SB 215 ushers in a number of hiring and recruiting changes to mitigate the impact of the impending wave of retirements on the agency’s ability to take full advantage of the influx of federal funding.
First, the bill requires the Department of Administrative Services and DOT to promote recruitment at public and independent higher education institutions.
Effective July 1, 2023, the bill also requires the DAS to increase the pay rate for summer worker professional engineering jobs annually by any percentage increase in the National Consumer Price Index. for urban employees and office workers for the previous 12-month period.
Second, SB 215 requires DAS to engage in the continuous successive recruitment of junior engineers and maintainer one for the positions and two for the transportation officer on behalf of the DOT.
The bill also requires the DOT to make a decision regarding an applicant’s employment within 120 days of filing the application.
Finally, SB 215 allows DOT to consider an applicant’s application for another agency vacancy without requiring the applicant to submit another application, as long as the applicant meets the minimum education and experience qualifications. .
The CBIA supported the bill at the public hearing in March.
Regional Transit Districts
HB5255which passed both the Senate and the House, addresses issues related to the lack of synchronization due to the current fragmentation of the fourteen transit districts that currently operate in the state.
Each of these districts has the autonomy to determine which bus services to operate and what fares to charge, and the DOT subsidizes about 94% of these local bus transit operations despite the fact that the municipalities run the systems.

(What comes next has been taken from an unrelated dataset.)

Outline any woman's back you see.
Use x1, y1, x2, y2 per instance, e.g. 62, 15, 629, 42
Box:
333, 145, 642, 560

Under section 26, the bill freezes funding for transit districts in an urbanized area in fiscal year 2025 at that year’s level, but maintains the existing funding formula for districts public transport located in a rural area.
The bill defines an “urbanized area” as an area with a population of at least 50,000 people while “rural area” means an area with a population of less than 50,000.
To encourage future consolidation, the bill also requires DOT to establish a grant program, beginning in 2025, to help urban transit districts maintain and expand transit services, provide regional and modernizing public transit equipment, facilities and other infrastructure.
Grants will be prioritized for transit districts formed by a municipality of at least 100,000 or with member municipalities with a combined population of at least 100,000.